A misguided hunting idea

Here's one for the record: I support hunting. I never did it myself; never owned a gun, never blasted a...wait. I did blast a couple blue jays when I was a teen in Michigan, but it was a friend's .12 gauge he handed to me way back in 1979. Maybe that counts.

But some hunting shouldn't happen at all, and this is one of them. Ladies and gentleman, meet two birds. The first is the sandhill crane (Grus canadensis), of much of North America. A bird with a 6-8 foot wingspan, light gray in color, with a red forehead. There's about 450,000 of those critters flying and wading about the continent, enough of them to cause hunts in various states. They taste like beef, say supporters.
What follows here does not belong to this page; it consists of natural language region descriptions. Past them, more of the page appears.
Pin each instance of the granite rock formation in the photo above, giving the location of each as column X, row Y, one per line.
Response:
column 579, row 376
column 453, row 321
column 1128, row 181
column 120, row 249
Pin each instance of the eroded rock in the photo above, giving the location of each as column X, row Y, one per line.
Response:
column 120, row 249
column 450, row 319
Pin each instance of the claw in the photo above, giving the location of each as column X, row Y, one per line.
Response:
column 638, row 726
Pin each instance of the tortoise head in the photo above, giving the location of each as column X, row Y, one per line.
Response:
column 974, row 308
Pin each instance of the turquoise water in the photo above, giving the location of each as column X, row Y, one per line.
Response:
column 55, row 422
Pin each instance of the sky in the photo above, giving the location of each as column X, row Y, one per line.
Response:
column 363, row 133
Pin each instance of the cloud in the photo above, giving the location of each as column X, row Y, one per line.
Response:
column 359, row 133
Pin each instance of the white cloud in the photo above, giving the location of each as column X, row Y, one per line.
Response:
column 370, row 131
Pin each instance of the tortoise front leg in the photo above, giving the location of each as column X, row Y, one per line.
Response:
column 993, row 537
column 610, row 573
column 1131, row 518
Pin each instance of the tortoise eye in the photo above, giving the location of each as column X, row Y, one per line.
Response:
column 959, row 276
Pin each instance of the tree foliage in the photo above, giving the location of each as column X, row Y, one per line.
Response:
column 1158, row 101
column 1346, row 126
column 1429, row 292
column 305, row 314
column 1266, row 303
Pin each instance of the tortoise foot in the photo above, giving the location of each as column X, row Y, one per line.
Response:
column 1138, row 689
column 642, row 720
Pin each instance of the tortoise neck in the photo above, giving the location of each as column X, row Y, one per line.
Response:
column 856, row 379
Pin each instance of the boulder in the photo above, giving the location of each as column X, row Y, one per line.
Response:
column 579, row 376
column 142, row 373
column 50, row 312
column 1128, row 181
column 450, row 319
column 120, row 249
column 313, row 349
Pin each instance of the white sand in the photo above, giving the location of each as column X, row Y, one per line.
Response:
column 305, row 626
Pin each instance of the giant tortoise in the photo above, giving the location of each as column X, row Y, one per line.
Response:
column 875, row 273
Imagine that...a bird that doesn't taste like chicken!

And Tennessee wants to do the same. 10,000 of the birds were counted early this month at a wildlife refuge, compared to about a dozen or so of the second bird I mentioned, the whooping crane (Grus americana). This bird also made the local news a few weeks ago, and it wasn't good. Whoopers pass by the Tennessee and other areas in the country twice a year, from a breeding location in Canada to summer refuges in Texas and Florida.

Why did I begin this as a nutty hunting idea, and why did I link the whoopers with the sandhills? In the first place, the link I provided for that December news story showed that anything flying can be a target to an ignorant hunter, and up in the sky a big light gray bird (Mr. Sandhill) can be mistaken for a big white bird (Mr. Whooper), especially when lighting conditions can make both appear gray. And whoopers have been known to fly with sandhills on migrations.
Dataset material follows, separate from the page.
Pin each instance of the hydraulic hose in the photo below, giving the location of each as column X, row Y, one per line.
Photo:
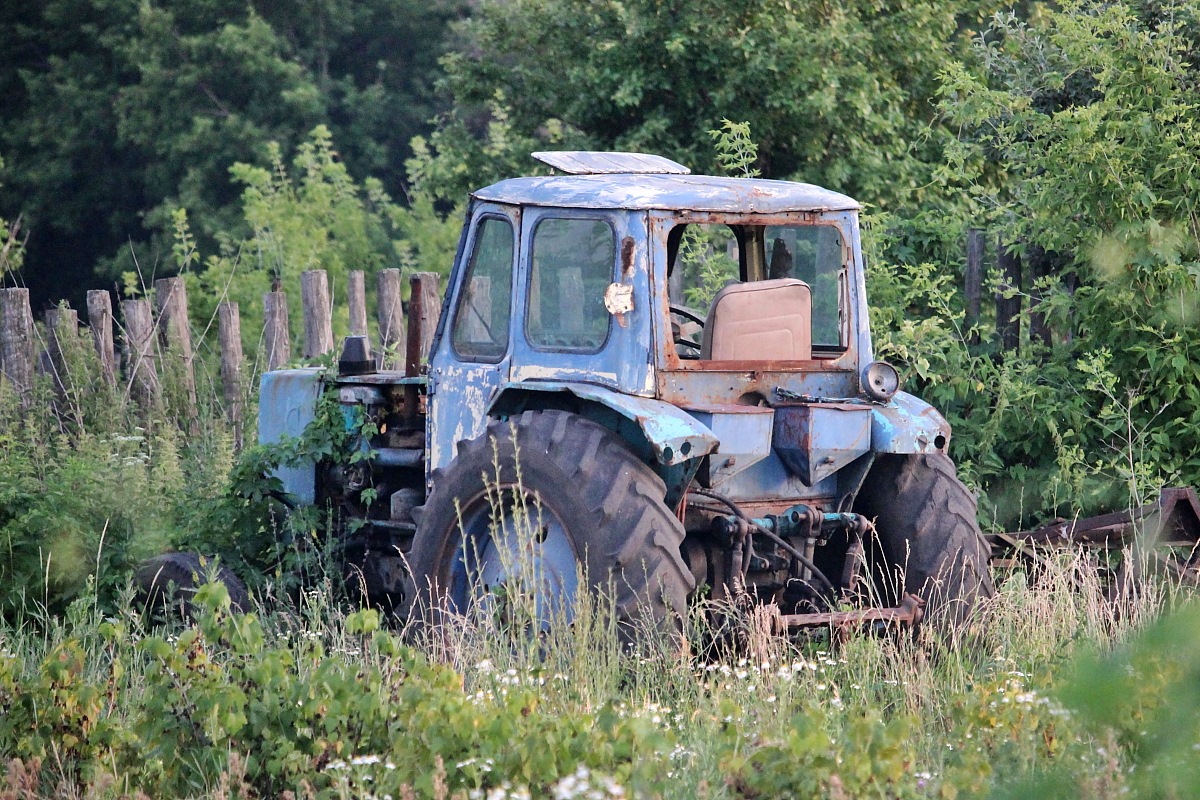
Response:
column 797, row 554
And in the second place, there's the numbers. The sandhill hunts won't do much to their numbers; they're pretty common and will remain so. But the whooping crane is the opposite; it is one of the rarest animals on the continent, numbering less than six hundred individual birds, and it took years to just get to that number from 1970, when the overall population was just one hundred. An ignoramous with a shotgun may not know - or care - about the difference between the two birds; a crane is a crane is a crane, and if one or the other can look good on a plate surrounded by cranberries, oh well.

Farm the sandhills like we do turkeys, and everything will be OK. But don't point a shotgun in the air on a new hunt, because there's a possibility that one of those birds will never be seen again.